Un océan, deux mers, trois continents, Wilfried N’Sondé
Un océan, deux mers, trois continents, janvier 2018, 269 pages, 8,70 €
Ecrivain(s): Wilfried N’Sondé Edition: Actes Sud
Comment faire face au mal absolu ? Sans le nommer ainsi de prime abord, Wilfried aux mesquins venus de l’océan nous donne des esquisses de réponse dans Un océan, deux mers, trois continents. Le personnage central, Nsaku Ne Vunda, est né vers 1853 sur les rives du fleuve Kongo. L’une des particularités de son destin est qu’il a été éduqué à deux sources, dont la cohabitation est à cette époque, très peu fréquente : le culte et le respect de ses ancêtres africains d’une part, une solide éducation chrétienne dispensée par les missionnaires, de l’autre. Il est ordonné prêtre et son nom chrétien est Dom Antonio Manuel… Il est chargé par le roi des Bakongos, peuple du Kongo, de devenir son ambassadeur auprès du pape Clément V.
Pourtant, Nsaku Ne Vunda va, dans un premier temps, toucher du doigt un épisode de l’histoire humaine décisif pour l’Afrique, bien sûr, mais aussi pour l’économie du monde d’alors, et pour l’Occident : la réduction à l’esclavage de millions d’Africains, et leurs déportations vers les Amériques. Ce roman évite, et c’est l’un de ses multiples mérites atouts, les pièges : celui d’étonner les Africains de toute responsabilité, on n’ose dire complicité, dans l’organisation de la chaîne de la traite négrière :
« Notre peuple faiblit, là où il s’était convaincu de se renforcer, il apportait de moins en moins de résistance aux mesquins venus de l’océan, dont le dédain et le cynisme à notre égard augmentait ».
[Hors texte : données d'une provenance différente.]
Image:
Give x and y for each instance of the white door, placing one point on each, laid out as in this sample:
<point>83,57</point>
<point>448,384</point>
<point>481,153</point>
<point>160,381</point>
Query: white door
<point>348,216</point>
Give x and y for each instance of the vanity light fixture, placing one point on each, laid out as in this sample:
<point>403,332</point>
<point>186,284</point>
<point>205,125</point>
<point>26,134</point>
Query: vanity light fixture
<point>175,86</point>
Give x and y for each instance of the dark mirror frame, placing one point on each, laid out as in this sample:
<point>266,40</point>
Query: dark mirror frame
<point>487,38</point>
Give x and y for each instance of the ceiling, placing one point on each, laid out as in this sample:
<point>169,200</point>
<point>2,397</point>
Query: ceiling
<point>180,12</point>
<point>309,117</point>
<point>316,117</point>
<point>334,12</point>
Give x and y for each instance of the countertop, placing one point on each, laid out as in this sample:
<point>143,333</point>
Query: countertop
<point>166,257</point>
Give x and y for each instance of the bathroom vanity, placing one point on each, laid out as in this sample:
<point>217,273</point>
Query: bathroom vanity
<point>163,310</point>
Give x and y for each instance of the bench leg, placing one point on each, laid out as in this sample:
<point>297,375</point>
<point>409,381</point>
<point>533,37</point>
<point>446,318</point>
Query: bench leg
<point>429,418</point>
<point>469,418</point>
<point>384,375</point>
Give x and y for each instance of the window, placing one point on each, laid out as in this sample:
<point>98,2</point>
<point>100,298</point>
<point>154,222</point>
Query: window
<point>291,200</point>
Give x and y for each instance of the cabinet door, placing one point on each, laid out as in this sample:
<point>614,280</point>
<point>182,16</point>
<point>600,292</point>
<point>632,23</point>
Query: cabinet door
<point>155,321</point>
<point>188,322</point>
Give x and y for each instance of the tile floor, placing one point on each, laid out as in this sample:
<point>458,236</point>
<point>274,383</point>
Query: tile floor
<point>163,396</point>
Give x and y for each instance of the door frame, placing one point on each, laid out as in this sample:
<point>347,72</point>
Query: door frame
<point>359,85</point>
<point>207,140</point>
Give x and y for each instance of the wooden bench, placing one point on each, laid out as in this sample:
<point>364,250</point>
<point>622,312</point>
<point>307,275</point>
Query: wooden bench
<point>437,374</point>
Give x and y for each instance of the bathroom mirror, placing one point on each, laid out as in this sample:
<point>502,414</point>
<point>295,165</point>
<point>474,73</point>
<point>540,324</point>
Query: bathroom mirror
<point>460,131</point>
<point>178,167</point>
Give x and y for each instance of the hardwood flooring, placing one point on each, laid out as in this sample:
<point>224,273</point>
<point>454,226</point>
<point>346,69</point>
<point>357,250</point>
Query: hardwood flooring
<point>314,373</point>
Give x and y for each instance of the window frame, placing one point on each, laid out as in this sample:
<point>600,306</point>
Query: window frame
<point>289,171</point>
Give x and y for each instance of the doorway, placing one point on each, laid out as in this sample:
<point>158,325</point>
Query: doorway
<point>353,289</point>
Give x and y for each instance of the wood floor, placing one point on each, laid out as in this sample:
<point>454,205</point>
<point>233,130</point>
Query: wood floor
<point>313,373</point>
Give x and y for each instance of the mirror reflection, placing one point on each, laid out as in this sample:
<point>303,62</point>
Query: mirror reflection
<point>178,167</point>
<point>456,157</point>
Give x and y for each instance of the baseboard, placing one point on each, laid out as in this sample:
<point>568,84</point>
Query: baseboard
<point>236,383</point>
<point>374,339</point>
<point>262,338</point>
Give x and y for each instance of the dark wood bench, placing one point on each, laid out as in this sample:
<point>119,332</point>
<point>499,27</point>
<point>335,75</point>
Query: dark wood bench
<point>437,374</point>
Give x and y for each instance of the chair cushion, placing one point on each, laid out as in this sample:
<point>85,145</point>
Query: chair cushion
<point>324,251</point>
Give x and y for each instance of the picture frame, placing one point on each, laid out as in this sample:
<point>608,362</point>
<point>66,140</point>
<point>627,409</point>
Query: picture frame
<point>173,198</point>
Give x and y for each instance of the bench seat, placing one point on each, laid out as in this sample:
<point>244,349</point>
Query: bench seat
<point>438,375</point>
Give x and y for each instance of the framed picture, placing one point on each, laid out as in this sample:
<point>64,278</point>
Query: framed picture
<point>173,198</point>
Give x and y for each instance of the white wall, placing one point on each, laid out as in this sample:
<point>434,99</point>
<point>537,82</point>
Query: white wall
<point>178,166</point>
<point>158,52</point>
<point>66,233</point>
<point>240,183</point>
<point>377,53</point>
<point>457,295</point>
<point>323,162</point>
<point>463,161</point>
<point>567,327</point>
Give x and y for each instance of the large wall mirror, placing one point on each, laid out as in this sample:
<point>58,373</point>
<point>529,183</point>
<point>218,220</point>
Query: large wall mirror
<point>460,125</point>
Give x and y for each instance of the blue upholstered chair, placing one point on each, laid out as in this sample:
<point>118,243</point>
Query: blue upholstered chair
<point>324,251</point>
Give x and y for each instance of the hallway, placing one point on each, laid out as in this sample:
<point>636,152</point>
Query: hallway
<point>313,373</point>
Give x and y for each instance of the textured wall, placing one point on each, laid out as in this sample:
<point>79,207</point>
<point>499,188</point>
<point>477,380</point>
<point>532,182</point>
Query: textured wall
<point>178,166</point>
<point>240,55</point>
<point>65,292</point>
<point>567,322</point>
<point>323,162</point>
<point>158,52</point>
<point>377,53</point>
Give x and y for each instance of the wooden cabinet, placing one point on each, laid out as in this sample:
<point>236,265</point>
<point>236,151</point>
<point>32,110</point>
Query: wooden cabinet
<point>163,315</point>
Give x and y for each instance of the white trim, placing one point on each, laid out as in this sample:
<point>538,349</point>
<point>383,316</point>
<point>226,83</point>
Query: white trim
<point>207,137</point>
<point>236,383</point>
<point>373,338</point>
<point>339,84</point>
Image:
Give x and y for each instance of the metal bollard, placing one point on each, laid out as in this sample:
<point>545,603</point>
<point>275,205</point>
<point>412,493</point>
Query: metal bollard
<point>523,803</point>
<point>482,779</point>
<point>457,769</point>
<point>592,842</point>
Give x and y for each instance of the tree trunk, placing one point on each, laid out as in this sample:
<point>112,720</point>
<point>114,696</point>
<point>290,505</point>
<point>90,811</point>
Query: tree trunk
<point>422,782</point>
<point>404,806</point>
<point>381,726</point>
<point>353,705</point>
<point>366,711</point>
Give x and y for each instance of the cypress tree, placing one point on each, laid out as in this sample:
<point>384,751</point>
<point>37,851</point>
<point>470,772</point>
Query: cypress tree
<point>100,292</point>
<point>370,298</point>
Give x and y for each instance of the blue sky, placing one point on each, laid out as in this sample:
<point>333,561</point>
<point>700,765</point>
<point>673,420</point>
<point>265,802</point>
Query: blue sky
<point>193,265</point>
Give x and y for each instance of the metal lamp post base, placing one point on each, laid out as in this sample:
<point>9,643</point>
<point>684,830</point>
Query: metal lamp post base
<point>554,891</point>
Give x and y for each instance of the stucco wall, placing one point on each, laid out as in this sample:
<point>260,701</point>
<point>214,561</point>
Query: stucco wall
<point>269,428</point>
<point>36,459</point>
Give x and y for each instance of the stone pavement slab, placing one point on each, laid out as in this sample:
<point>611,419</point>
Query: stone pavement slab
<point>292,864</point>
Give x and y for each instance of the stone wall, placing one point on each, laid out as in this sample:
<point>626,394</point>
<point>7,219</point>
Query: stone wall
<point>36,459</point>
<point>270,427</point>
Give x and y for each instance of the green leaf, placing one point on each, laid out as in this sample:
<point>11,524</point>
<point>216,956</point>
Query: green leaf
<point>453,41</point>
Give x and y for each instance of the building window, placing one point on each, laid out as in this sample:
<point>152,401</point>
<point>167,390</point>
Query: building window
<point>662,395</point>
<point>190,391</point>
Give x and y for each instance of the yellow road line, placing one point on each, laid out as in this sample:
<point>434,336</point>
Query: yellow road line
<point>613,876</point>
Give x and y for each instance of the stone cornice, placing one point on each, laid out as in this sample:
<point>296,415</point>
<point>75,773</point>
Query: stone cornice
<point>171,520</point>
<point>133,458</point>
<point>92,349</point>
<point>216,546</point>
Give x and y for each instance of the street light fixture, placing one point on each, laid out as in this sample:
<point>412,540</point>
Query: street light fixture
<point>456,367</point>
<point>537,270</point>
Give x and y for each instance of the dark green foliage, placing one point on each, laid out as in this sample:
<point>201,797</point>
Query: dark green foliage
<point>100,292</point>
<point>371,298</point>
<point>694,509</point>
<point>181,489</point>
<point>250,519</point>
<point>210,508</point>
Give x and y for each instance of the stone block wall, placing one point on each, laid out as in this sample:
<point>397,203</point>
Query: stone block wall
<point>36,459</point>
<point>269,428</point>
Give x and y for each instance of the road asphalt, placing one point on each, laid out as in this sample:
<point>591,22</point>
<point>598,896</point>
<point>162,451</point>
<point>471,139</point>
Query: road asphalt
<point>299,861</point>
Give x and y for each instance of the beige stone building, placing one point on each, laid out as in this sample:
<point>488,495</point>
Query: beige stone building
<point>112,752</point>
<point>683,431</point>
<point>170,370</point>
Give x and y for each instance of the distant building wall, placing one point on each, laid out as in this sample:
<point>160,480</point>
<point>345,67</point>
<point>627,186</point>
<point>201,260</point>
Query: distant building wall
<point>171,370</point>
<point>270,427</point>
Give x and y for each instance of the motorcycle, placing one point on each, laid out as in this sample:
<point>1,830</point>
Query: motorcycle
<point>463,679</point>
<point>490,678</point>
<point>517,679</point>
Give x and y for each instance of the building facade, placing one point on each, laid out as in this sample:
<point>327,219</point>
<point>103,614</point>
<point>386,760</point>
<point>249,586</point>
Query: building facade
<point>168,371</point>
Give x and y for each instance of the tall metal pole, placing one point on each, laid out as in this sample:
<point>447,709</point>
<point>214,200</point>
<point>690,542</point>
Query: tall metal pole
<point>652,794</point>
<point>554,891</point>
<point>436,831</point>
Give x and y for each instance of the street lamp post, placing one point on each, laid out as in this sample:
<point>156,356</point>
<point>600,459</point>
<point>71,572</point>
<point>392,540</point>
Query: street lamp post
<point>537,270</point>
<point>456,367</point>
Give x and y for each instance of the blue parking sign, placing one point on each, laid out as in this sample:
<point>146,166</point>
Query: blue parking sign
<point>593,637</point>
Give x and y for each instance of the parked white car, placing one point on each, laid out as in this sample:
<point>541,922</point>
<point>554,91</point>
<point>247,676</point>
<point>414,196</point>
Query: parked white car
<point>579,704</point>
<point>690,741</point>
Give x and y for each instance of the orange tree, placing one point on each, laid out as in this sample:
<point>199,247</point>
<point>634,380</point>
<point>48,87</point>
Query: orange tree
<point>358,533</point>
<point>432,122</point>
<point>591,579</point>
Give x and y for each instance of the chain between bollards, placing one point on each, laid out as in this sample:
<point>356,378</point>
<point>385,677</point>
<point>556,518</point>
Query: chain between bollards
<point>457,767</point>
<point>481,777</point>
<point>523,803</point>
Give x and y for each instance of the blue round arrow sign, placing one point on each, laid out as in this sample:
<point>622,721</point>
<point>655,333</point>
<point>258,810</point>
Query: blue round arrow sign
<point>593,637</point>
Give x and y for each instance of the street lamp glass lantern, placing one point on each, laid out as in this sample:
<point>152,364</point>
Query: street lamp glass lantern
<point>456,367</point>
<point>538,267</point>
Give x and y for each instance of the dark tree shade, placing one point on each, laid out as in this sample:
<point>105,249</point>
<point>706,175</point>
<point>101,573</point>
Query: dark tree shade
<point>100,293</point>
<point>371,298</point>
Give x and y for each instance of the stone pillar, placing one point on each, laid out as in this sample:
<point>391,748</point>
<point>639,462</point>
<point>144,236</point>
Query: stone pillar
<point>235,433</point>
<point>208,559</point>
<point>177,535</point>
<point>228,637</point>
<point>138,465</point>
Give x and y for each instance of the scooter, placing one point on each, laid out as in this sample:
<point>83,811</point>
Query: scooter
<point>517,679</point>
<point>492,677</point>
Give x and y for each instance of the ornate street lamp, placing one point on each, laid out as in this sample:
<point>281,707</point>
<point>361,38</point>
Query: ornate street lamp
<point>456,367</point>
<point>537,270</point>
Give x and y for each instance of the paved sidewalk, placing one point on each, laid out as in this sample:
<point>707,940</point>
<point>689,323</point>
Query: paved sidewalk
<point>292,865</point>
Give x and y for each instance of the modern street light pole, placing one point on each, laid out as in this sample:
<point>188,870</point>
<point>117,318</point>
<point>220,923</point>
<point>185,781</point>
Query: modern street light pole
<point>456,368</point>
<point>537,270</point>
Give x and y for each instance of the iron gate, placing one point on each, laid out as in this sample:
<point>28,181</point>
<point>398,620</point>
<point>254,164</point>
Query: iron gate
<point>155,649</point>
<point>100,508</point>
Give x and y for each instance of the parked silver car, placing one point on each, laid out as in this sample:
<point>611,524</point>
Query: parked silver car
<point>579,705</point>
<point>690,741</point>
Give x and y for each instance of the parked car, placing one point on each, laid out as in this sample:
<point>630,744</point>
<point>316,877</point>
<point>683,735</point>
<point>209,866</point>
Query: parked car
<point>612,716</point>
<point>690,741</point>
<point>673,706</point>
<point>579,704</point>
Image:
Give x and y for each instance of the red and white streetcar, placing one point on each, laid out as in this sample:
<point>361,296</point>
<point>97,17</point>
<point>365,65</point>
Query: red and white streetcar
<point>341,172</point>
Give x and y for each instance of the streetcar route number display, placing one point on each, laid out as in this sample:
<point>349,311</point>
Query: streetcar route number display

Mais ce roman est aussi un voyage à l’intérieur de l’esclavage et de l’Afrique en train de succomber. Ainsi notre prêtre aperçoit-il en pleine brousse une colonne d’esclaves, dont la longueur et la détresse vont lui faire entrevoir avec horreur l’amplitude du phénomène, sa barbarie : « Les contours de femmes, d’hommes et d’enfants nus, attachés les uns aux autres par le cou avec des fourches de bambou, progressant sous la trombe torride, se précisèrent (…) Certains d’entre eux trébuchaient, les autres devaient alors les traîner pour éviter la chute ». Comment croire encore en Dieu lorsque le Mal triomphe ? Dom Antonio Manuel, après avoir fait un voyage vers le Brésil sur un navire, Le Vent Paraclet, qui est en réalité un bateau transportant des esclaves vers le Nouveau Monde, prend toute la mesure de l’horreur : les cris des esclaves dans les fonds de cales, ceux qu’on jette par-dessus bord, le mépris des marins, l’attitude du capitaine Louis de Mayenne, exclusivement préoccupé par des considérations mercantiles et d’une totale insensibilité à la douleur de ces gens.
Où sont alors le salut, la sauvegarde de la fidélité à ses convictions d’Africain, de Chrétien, d’être humain ? C’est l’espérance en la fraternité, la dignité. C’est ce qu’entrevoit Dom Antonio Manuel pendant sa réception par le pape à Rome : il décède, victime de l’épuisement, d’un trop plein d’émotion ? On ne sait. Roman d’aventure ? Roman d’apprentissage ? Roman historique ? Ce récit n’est pas édifiant, il n’est pas manichéen, il a des résonances parfaitement contemporaines, ce qui en fait un grand roman.